Modernism never really died. Modernist boxes will continue to be built as long as real-estate development is in the hands of people whose imaginations are as limited as their budgets
Yet Postmodernism also lives on, perhaps most strongly expressed in the more-the-merrier approach to designing façades, made possible by the availability of new siding products like the fiber-cement planks, panels, and shingles found in the James Hardie catalog. New building materials (and new architectural-design software) have led us into an era in which multiple sidings have become not just possible, but standard, while planning boards continue to sing the refrain, “Can you break up the façade?”

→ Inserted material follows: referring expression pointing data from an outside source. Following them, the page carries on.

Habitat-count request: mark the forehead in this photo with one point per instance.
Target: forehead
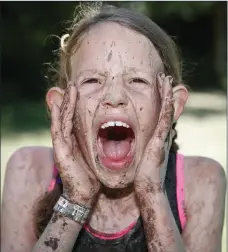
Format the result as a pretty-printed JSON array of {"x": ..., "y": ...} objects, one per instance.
[{"x": 113, "y": 48}]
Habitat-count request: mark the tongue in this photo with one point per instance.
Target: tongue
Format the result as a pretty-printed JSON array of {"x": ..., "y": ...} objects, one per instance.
[{"x": 116, "y": 150}]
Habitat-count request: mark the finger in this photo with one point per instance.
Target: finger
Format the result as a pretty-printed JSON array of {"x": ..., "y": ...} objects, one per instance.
[
  {"x": 167, "y": 110},
  {"x": 56, "y": 132},
  {"x": 68, "y": 112}
]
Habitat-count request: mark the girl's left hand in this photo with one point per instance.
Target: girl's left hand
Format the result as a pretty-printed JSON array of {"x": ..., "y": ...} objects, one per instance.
[{"x": 151, "y": 171}]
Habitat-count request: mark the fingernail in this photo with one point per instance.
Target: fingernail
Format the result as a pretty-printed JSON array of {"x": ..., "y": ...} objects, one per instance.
[
  {"x": 161, "y": 74},
  {"x": 170, "y": 79}
]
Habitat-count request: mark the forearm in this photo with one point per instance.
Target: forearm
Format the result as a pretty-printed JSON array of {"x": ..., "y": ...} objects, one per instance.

Today’s playful pastiche of architectural elements has become so common that one might be hard pressed to even call it a style. While some recent projects resemble the original Postmodern buildings, they lack the (admittedly problematic) philosophical underpinnings of their forebears, which rejected Modernism’s dogmatism in favor of the subjective pursuit of beauty. What is left is an architecture that is neither traditional nor innovative, besotted with symbols without meaning, references without contexts, and a streetscape whose language is devoid of significance, which may be the Postmodern movement’s most significant achievement.
Modern architecture was based on the belief that technology and rational thought could be leveraged to provide more people with better, healthier lives. The Postmodernists regarded Modernism (particularly the Bauhaus and the International styles) as not only aesthetically dehumanizing, but philosophically bankrupt, along with all other meta-narratives and theories that sought to define universal truths or give sense to our chaotic world. Postmodernism’s answer was to implode (sometimes literally) Modernist structures and negate the integrity of the whole endeavor.
The Postmodern movement is closely associated with another “post-” school of thought, post-structuralism. Whereas structuralist theory presented a means of understanding art and culture by “reading” nearly everything as “texts,” and thereby identifying a coherent language of signs and symbols, post-structuralism dismissed this discourse as subjective, rather than universal, and sought to reduce that language to nonsense. For example, a structuralist might “read” one’s physical characteristics to determine one’s gender; a post-structuralist dismisses the existence of meaningful gender distinctions and might take a non-binary view. Post-structuralism’s legacy is mixed: on one hand, it elevated marginalized discourses, but on the other, it opened the door to “alternative facts” and other forms of nihilism.
Postmodern architects sought to cleanse their work of identifying tropes, opting instead for allusion, pastiche, or even incoherence, which some viewed as the only proper response to a world without meaning. But as with any intellectual movement, the concepts dissipated over time and eventually devolved into derivative frivolity saddled with its own set of motifs — pink stone, greenish metalwork, variably shaped windows, incongruous juxtapositions and reinterpreted Classical elements — prompting architect and author Nir Bouras to conclude,“Postmodernism is Modernism in drag.”